A year after the Saddam Hussein regime was removed by a U.S.-led coalition, the people of Iraq are joining the free peoples of the world. Today, a free press is flourishing in Iraq and providing the Iraqi people with access to a variety of news sources.
More than six-hundred journalists have credentials for the new international press center in Baghdad. Many of the journalists write for more than two-hundred Iraqi newspapers now in circulation. This burgeoning free press is encouraging democratic political debate in Iraq.

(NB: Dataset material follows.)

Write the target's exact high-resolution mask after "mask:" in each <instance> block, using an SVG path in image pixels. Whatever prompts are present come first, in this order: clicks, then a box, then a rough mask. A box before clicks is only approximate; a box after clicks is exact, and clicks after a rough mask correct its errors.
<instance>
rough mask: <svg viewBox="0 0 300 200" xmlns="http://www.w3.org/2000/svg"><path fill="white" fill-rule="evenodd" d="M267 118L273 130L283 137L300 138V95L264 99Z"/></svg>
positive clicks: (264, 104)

Some of the news appearing in Iraqi newspapers is critical of the U.S.-led coalition. But U.S. State Department deputy spokesman Adam Ereli says that what is going on today is “in marked contrast to what we were...seeing in Iraq a little over a year ago, with the stage-managed and controlled showpieces by Iraq’s Baathist minister of information”:
“We respect the rights of people to express their opinion -- even, and I suppose -- especially when they’re different from our own, because...nothing, I think, bears greater testimony and speaks more eloquently to the values that we are trying to promote in Iraq and trying to help the Iraqi people embrace and develop than the ability to dissent peacefully, openly, in full respect of each other’s differing views.”
Iraq’s writers, poets, and artists are also enjoying their newly won freedom. The Hassan Amji café in Baghdad was a place where many of Iraq’s artists congregated. But during the Saddam Hussein regime, they were afraid to express their opinions in public. Now, they have returned.
At the café is Adil Ali Safer, a writer of short stories and plays. He told a Washington Times newspaper reporter that, “A literary man has to be free, not to sell his talent, but to dedicate his talent to the truth.” Mr. Safer said he was “sorry that so many literary people devoted their talent to praising the former regime.” Now, with Saddam Hussein gone, he says, “It’s as if a huge boulder was removed from the chest of the Iraqi people."